Almost every non-fiction author has been faced from time to time
with the generation of an index. Most novice authors (myself included)
are taken aback by the magnitude of the task and the limited amount of
computational and software support available.
The current state of the art is significantly improved from the days
of 3-by-5 'index cards', (a telling term?), but only in mechanical,
not intellectual terms. Modern publishing practice typically involves
the author delivering a machine-readable 'manuscript', written in a
document-processing system such as LaTeX. Index entries are defined as
specific term/location pairs by the author. For example, an index
entry written in LaTeX, might look as follows
The \index{Pittsburgh!University of} University of Pittsburgh
was established in \index{Pittsburgh!city of} Pittsburgh, Pennsylvania,
in the year....
This will create an index entry on the 'current page', under the
heading "Pittsburgh, University of" (as opposed to "Pittsburgh,
city of," which would be the second entry, a related but separate
subentry). Although guidelines for a good index (Northrup;
University of Chicago Press Staff) are commonly available, the
process of producing a good index is still largely unsupported, even
by major and relatively sophisticated publishing companies such as
Prentice-Hall.
What differentiates an index from a mere concordance?
There are at least six cognitive tasks (Maislin; Saranchuk)
related to the production of a good index, as follows. Current standard
support covers only the last.
- Identification of terms to index;
- Location of all informative references in the text;
- Identification/location of synonymous terms (e.g. "University of
Pittsburgh"/"Pitt");
- Splitting of index terms to split into subterms;
- Development of cross-references within the index itself;
- Compilation of page numbers,
I will present a framework for the development of a 'machine-aided
index generation system'. This bears the same relationship to an automatic
indexer that machine-aided translation (MAT) does to machine translation
(MT), in that it provides suggestions and reduces the overall workload for
the human, but post-editing will still be necessary. Specifically, recent
results in corpus linguistics (Charniak; Manning & Schuetze),
including the development of taggers for part of speech (Cutting et al.;
Schmid) the availability of ontologies and semantics networks, plus the
light semantic analysis capabilities of latent semantic analysis (Landauer
et al.), can be combined in a multi-phased iterative framework and
implemented as user-level software. This paper presents some aspects of
"good" indices
(Northrup; University of Chicago Press Staff)
and illustrates how they can be achieved computationally.
In general, following the University of Chicago's dictum that "it is always
easier to drop entries than to add them, err on the side of inclusiveness,"

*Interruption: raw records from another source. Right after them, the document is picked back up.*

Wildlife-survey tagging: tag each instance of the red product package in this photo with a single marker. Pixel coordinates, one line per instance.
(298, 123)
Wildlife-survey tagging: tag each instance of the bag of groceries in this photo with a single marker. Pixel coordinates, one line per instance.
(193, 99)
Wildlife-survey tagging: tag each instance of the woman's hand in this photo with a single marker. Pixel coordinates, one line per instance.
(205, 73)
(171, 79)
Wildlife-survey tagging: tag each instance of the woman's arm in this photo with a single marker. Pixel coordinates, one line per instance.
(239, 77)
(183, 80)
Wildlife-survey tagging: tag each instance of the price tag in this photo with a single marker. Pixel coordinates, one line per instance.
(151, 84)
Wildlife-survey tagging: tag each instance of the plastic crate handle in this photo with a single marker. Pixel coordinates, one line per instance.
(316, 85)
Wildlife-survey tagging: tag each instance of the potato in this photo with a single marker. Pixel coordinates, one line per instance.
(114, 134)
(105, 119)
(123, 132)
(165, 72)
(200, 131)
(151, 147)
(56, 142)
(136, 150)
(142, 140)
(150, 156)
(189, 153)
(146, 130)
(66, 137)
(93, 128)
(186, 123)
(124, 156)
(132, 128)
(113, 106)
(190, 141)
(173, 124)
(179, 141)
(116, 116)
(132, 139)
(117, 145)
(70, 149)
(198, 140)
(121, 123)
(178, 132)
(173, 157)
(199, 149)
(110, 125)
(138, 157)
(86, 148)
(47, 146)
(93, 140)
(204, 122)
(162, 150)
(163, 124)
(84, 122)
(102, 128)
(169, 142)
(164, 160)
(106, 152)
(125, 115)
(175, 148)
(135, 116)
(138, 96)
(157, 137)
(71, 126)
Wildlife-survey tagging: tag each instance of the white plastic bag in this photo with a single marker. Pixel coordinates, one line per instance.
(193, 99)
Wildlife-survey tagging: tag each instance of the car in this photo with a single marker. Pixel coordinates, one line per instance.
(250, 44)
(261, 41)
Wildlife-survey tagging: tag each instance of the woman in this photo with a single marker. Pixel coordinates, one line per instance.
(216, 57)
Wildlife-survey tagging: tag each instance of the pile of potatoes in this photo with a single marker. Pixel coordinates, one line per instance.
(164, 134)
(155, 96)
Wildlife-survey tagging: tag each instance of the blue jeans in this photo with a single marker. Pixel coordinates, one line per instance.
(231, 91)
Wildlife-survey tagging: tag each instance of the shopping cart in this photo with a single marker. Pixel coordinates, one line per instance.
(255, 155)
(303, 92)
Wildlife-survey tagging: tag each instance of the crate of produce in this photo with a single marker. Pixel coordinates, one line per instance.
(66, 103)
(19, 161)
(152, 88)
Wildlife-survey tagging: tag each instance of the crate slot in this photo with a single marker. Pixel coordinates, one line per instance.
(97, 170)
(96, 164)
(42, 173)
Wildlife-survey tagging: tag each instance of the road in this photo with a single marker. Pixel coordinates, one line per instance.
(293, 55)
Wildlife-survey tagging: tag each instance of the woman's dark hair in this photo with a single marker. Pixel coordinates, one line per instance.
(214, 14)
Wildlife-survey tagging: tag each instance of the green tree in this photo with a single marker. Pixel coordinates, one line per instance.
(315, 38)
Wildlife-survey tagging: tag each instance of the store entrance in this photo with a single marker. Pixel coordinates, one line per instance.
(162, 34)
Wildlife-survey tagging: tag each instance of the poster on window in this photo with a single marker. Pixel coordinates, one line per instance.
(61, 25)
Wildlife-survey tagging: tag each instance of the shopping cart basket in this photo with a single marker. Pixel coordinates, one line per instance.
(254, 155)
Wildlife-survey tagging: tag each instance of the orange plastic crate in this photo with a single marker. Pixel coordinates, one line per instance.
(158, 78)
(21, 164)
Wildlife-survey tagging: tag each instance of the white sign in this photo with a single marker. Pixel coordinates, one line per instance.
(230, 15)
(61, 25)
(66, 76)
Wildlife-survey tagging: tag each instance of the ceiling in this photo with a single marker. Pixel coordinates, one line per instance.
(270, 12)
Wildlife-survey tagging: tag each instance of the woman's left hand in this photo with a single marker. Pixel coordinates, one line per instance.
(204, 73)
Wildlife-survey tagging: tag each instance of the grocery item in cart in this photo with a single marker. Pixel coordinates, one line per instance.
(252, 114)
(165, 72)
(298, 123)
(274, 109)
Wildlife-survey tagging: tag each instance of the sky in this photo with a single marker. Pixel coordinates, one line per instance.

(rule 18.120) we start by assuming that every term is a potential index entry
and look for criteria by which to eliminate enough terms to produce a
reasonably-sized index. (5-15 references/page, between 2% and 5% of the
length of the final work, according to rule 18.120.) For example, rule 18.8
states that "the main heading of an index entry is normally a noun or noun
phrase---the name of a person, a place, and object, or an abstraction." A
first pass, then, can use the results of a part-of-speech tagger and eliminate
all terms that do not appear as a noun in the document. Within this set of
nouns, I suggest two possible heuristics for further pruning; first, common
nouns that are too common or too rare are unlikely to be useful index terms,
and second, words that are too uniformly distributed are unlikely to be useful
index terms. On the other hand, a case can be made that all proper nouns
should be included. Other suggested heuristic will be discussed.
Within a single index term, "an entry that requires more than five or six
locators is usually broken up into subentries"
(rule 18.9). This can be
treated as an example of word-sense disambiguation, for example, between
Pittsburgh (University of) and Pittsburgh (city of). Again, I conjecture
(and present supporting evidence) that existing technology can provide
a useful and helpful basis for later human editing. Specifically,
existing semantic representation techniques can model the context, and
therefore the meaning, of each index token. For truly polysemous terms,
cluster analysis of the set of token representations should yield a set of
clusters equivalent to the degree of polysemy; by setting the separation
threshhold to an appropriate level, the analysis can be forced to produce
clusters of maximum size at most 5-6. At the same time, passing and
uninformative references can be expected to produce isolated 'clusters'
containing a single outlier — a strong candidate for omission. Once
a list of index terms is collected, tokens not on that list can be compared
in their semantic representation for similarity with existing index terms;
any word with near-identical meaning is a potential synonym and a candidate
for a cross-reference.
Unfortunately, the evidence to be presented is largely heuristic and
exploratory in nature. We are currently developing a prototype system,
using LSA (Landauer et al.) and elementary corpus statistics such
as TF-IDF to identify index terms. We also have a well-developed and
intuitive GUI wizard for ease of use by a non-technical user. At present,
the planned heuristics may or may not be sufficiently reliable to use
without a human post-editor. However, if they can be shown to
substantially reduce the work load on the human author, the resulting
tool may still be of interest. I present the results of some
prototype-scale experiments, plus some ideas about usability testing and
the directions of future development.